Van Zee found himself outnumbered nineteen to one, a harrowing experience for a loner not accustomed to public speaking.

“I get nervous,” he told me. “It was intimidating, especially in front of my peers, all of whom had big reputations in the field. But this was my responsibility to do, and I did feel like I was speaking truth to power.”

“He practiced and practiced and practiced,” added Sue Ella, who accompanied him on the trip. “I tend to be emotional when I speak, but Art is so careful about saying only what he absolutely knows to be true. His ego is never invested.”

The gist of Van Zee’s opposition, as outlined by one Purdue-funded speaker: “We are allowing the abuse and the ignorance of the few to affect the potential health for the many.…Remember the biggest form of drug abuse today is under treatment, and this is a crime that we can all eradicate.”

The next morning, in a ten-minute conversation with the country’s elder statesman of pain management, Dr. Russell Portenoy, Van Zee asked Portenoy to describe what he believed to be an acceptable level of addiction risk from OxyContin. Given that the “less than 1 percent” figure, trotted out repeatedly from the 1980 medical-journal letter, was out of date and applied only to a hospital setting—rather than in the context of chronic pain treated at home—Van Zee asked Portenoy: Hadn’t that been a meaningless calculator of long-term risk?

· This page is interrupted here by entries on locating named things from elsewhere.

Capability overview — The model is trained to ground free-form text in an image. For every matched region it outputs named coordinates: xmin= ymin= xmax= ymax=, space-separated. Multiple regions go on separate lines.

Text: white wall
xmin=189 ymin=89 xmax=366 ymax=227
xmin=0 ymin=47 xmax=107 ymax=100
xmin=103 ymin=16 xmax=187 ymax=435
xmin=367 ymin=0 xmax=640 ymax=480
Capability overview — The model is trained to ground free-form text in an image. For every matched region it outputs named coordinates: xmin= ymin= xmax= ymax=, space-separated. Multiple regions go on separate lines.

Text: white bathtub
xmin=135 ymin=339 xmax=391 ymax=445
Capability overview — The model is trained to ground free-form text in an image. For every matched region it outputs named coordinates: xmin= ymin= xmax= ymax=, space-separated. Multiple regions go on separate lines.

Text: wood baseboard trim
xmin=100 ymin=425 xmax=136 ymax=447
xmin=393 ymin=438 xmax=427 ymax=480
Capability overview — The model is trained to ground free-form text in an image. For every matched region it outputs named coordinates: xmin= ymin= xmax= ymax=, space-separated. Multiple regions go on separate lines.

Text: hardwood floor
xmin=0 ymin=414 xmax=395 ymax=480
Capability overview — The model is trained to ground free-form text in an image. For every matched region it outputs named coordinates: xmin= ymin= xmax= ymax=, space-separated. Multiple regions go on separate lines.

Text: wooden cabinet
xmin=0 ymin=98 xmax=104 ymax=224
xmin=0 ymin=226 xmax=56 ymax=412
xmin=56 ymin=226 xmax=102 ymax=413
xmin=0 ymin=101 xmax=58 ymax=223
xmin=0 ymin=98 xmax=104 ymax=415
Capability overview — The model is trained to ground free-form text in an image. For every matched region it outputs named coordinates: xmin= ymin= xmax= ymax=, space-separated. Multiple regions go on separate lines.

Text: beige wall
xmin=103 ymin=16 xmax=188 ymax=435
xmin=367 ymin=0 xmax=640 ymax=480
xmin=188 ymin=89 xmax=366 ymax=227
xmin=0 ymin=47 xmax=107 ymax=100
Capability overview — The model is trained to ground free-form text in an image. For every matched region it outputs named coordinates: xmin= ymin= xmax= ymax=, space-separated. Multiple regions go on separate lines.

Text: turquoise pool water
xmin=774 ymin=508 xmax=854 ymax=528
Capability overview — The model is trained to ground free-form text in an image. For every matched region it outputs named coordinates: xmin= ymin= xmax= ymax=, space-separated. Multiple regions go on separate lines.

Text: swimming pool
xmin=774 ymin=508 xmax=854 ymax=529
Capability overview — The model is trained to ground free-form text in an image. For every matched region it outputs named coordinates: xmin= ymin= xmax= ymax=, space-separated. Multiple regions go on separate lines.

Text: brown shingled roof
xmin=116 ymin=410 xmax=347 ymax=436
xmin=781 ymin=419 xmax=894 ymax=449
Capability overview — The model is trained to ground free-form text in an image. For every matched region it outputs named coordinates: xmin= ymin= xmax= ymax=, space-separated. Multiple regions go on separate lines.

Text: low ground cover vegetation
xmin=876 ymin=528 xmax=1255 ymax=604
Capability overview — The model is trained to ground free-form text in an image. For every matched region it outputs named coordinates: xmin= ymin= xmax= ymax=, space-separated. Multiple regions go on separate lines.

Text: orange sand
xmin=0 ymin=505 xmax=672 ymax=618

He showed Portenoy an OxyContin distribution map, highlighting the overlap between heightened crime and drug abuse in regions like Lee County, where OxyContin was prescribed at a rate 300 to 600 percent above the national average.

“That’s good,” Portenoy responded. The more opioids that were out there, the better to meet the needs of chronic-pain patients.

But what if the risk of addiction is 5 or 6 percent? Van Zee persisted. “What do you consider acceptable collateral damage? If you create fifty thousand patients that are opioid addicts?”